Ficha técnica
Título: Un día es un día | Autor: Margaret Atwood | Editorial: Lumen | ISBN: 9788426421531 | Formato: Tapa blanda con solapa | Páginas: 344 | Precio: 19,90 euros
Un día es un día
Margaret Atwood
Los doce relatos que conforman Un día es un día siguen a distintas mujeres en el devenir de los años, empezando por la infancia, siguiendo con la madurez, para llegar finalmente a una vejez trufada de sabiduría y humor.
Sus protagonistas se llaman a veces Betty, otras Ronette o Sally, y no podrían ser más distintas la una de la otra, pero ahí están, hablando de sí mismas y de su relación con los hombres como si fueran un cuerpo compacto, que desfila algo atolondrado por los primeros sinsabores de la adolescencia y luego camina vacilando por los años del matrimonio, de la maternidad y del divorcio. Luego, cuando nos parezca que casi todo está dicho, vamos a toparnos con la mirada irónica de unas espléndidas señoras de cabello blanco, que saben muy bien cuánto han perdido, aunque ya poco les importe porque… un día es un día, y lo que antes nos pareció capricho o locura, ahora, después de tantos años, solo merece una sonrisa piadosa.
Abren y cierran este recorrido dos relatos autobiográficos que hablan de los padres de Margaret Atwood y son un regalo para la inteligencia y la emoción del lector.
«Todos tenemos guardadas distintas versiones de nuestras vidas, aunque nos las contemos solo a nosotros mismos. Y las corregimos a medida que avanzamos.»
Momentos significativos
de la vida de mi madre
Cuando mi madre era muy pequeña, alguien le regaló por Pascua una cesta de polluelos. Todos murieron.
«No sabía que no podía sacarlos —dice mi madre—. Pobres animalitos. Los puse en fi la sobre una tabla, con las patitas tiesas como palos, y lloré por ellos. Los quería a muerte.»
Es posible que mi madre mencione esta historia para ilustrar su propia estupidez, y también su sentimentalismo. Debemos entender que ahora no haría nada semejante.
Es posible que se trate de un comentario sobre la naturaleza del amor, aunque, conociendo a mi madre, es improbable.
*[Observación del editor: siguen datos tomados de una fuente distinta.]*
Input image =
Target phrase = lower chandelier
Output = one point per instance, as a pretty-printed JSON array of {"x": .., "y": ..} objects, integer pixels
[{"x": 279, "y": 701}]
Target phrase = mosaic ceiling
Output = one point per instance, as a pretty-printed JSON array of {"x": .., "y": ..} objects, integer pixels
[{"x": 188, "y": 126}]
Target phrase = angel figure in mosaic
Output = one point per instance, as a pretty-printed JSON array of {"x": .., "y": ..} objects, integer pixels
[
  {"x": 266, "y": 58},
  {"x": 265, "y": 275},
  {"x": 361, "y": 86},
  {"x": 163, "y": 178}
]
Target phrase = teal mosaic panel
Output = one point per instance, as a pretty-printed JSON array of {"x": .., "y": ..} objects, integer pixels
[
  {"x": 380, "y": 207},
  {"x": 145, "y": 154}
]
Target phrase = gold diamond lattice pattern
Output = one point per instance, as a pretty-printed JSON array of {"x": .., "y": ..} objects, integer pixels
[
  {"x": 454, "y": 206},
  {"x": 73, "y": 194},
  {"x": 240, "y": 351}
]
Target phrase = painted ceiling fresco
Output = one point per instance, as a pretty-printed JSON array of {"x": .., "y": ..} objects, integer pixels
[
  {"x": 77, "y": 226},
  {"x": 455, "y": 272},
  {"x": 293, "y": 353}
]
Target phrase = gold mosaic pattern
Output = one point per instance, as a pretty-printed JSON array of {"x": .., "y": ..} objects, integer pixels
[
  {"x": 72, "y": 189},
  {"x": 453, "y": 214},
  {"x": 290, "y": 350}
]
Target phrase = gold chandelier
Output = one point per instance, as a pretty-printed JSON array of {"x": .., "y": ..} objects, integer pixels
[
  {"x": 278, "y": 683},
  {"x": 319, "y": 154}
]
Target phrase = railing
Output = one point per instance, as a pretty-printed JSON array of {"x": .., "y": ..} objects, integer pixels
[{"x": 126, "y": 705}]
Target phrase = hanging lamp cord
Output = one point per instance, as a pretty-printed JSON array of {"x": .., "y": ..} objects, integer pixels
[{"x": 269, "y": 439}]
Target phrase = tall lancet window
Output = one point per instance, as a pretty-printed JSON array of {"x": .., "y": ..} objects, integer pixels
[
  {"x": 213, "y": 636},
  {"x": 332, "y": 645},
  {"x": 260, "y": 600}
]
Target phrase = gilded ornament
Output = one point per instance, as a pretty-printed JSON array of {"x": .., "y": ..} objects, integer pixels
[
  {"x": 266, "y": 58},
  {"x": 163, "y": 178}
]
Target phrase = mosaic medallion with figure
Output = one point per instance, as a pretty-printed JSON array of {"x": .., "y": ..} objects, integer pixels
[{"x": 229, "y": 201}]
El padre de mi madre era médico rural. Antes de la aparición de los automóviles, recorría su territorio en una calesa tirada por caballos, y antes de la aparición de las quitanieves, iba en un trineo tirado por caballos, entre ventiscas y tormentas y en mitad de la noche, para llegar a casas iluminadas con lámparas de aceite, donde el agua hervía en la cocina de leña y había sábanas de franela calentándose en el escurreplatos, para ayudar a traer al mundo a niños que luego recibirían su nombre. Tenía el consultorio en casa, y mi madre, de niña, veía a los pacientes llegar a la puerta de la consulta, a la que se accedía por el porche delantero, aferrados a partes de su cuerpo —dedos de las manos o los pies, orejas, narices— que se habían cortado por accidente, presionando esas partes seccionadas contra muñones en carne viva como si pudieran soldarse como masa de pan, con la esperanza generalmente vana de que mi abuelo fuera capaz de cosérselas, de sanar las mutilaciones producidas por hachas, sierras, cuchillos y el destino.